You always know when something seems dream-like, but precisely what makes it that way? I was thinking about this as I watched and soon became a little obsessed with Carl Theodor Dreyer's 1932 film Vampyr. The movie is very dream-like, and not just because all the action takes place in one night. In a way, all movies are like dreams in that the viewer is borne along on an audio-visual narrative that he or she cannot control. But what makes Vampyr dream-like and, say, Scarface from the same year not dream-like, isn't just a sense of the fantastical, but subtler aspects such as discontinuity, disembodiment, and distortion.
The film's protagonist, Allan Gray, wanders into the small French town of Courtempierre, a real place where the film was shot entirely on location, and checks into an inn.
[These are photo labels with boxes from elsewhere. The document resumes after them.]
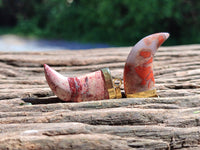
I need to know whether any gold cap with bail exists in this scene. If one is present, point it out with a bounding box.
[101,68,122,99]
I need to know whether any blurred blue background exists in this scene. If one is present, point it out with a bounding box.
[0,0,200,51]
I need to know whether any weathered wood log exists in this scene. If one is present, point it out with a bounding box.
[0,45,200,150]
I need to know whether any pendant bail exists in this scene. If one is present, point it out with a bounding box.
[101,68,122,99]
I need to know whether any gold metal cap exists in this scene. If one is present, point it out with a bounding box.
[101,68,122,99]
[126,89,158,98]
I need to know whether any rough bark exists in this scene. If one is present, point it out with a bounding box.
[0,45,200,150]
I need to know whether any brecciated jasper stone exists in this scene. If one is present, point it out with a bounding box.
[44,64,121,102]
[124,32,169,97]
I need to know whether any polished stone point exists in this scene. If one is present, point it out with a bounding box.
[124,32,169,97]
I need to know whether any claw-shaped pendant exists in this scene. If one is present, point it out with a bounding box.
[124,32,169,97]
[44,64,121,102]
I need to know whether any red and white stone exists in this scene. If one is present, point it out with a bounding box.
[44,64,109,102]
[124,32,169,95]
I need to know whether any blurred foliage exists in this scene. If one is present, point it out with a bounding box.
[0,0,200,45]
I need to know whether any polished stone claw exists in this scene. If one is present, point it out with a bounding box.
[124,32,169,97]
[44,64,121,102]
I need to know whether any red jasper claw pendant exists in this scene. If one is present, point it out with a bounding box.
[44,64,121,102]
[124,32,169,97]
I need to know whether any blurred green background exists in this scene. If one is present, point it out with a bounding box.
[0,0,200,46]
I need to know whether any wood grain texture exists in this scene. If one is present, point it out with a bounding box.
[0,45,200,150]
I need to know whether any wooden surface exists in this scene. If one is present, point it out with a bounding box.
[0,45,200,150]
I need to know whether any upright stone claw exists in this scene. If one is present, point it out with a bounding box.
[124,32,169,97]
As the introductory intertitle puts it, the shiftless Gray had become "a dreamer for whom the line between the real and the supernatural became blurred," thereby setting the tone for the whole film. A few shots later, when a mysterious older man in a smoking jacket drifts into Gray's room, it's unclear to Gray whether it's a dream or not — and Dreyer makes sure that we don't really know whether it is either.
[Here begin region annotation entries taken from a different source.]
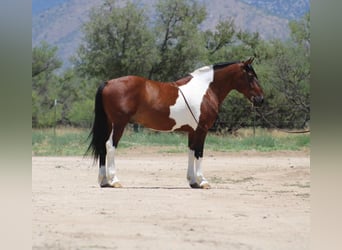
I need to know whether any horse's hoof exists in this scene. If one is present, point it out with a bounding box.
[190,182,201,188]
[200,183,211,189]
[112,182,122,188]
[100,182,122,188]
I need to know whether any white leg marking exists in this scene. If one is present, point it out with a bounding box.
[106,139,119,186]
[97,166,108,187]
[195,157,209,187]
[186,149,196,185]
[98,130,119,187]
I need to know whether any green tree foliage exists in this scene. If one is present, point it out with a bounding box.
[261,14,310,128]
[149,0,206,81]
[32,42,62,127]
[32,0,310,132]
[74,0,155,80]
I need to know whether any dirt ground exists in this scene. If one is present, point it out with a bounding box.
[32,149,310,250]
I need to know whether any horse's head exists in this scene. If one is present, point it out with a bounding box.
[236,58,264,106]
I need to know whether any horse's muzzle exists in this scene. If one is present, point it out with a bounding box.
[252,95,264,107]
It emerges that Courtempierre is besieged by a vampire and her minions who goad innocent people into suicide in order to enslave their now eternally damned souls. And so goes the rest of Vampyr, continually blurring dreams and reality, subjectivity and objectivity, life and death; under the circumstances, the name "Gray" begins to make a lot of sense.
(The original subtitle of the film was Der Traum des Allan Grey — how interesting, in light of a nightmarish film, to note the morphological and possibly etymological connections between the words "dream," "drama" and "trauma.")
Another allusion to classical myth apparently happened by accident: Gray finds his way to a creepy abandoned mill and happens upon a strange man on the stairs; he asks the man about the sounds of barking dogs and crying children. The question was a reference to a scene that was cut from the film, but interestingly, the growling of the three-headed dog Cerberus and the wailing of innocent children are the first two things that Aeneas hears when he enters the underworld with the Sibyl.
Vampyr embraces not only the look of dreams but their logic: Dreyer pointedly includes strange details but doesn't always follow up on them: a locket passed from a dying man's hand, a disfigured blind man babbling at the top of the stairs, shadows of a large dance party playing on a white wall. The transitions sometimes seem arbitrary, just as in a dream. Either that or the film eliminates transitions entirely, leaving details and linkages by the wayside — one moment, Gray is being greeted by the innkeeper and the next he's asleep in bed. The discontinuous time is matched by an equally discontinuous space: as Gray moves through various buildings, angles and physical space don't match up from shot to shot and it's difficult to get an accurate idea of the layout of any structure he's in. The mind strains to make sense of space and narrative, just as in a dream, and thus producing a very similar sensation to dreaming itself.
Although that old theory about how most dreams are in black-and-white has been disproven, it's hard to imagine Vampyr having the same oneiric power in color. Not that color was even an option in 1932, but in Dreyer's hands, monochrome is a palimpsest. If all the colors were filled in, the film would lose mystery and menace. It would lose the sensation of being once removed from reality, of being like a dream. Besides, it's fitting that a vampire movie should have all the blood drained out of it. Same with the sound — Vampyr was shot in three different languages and to make the production easier, there is extremely minimal dialogue. Just like in a dream.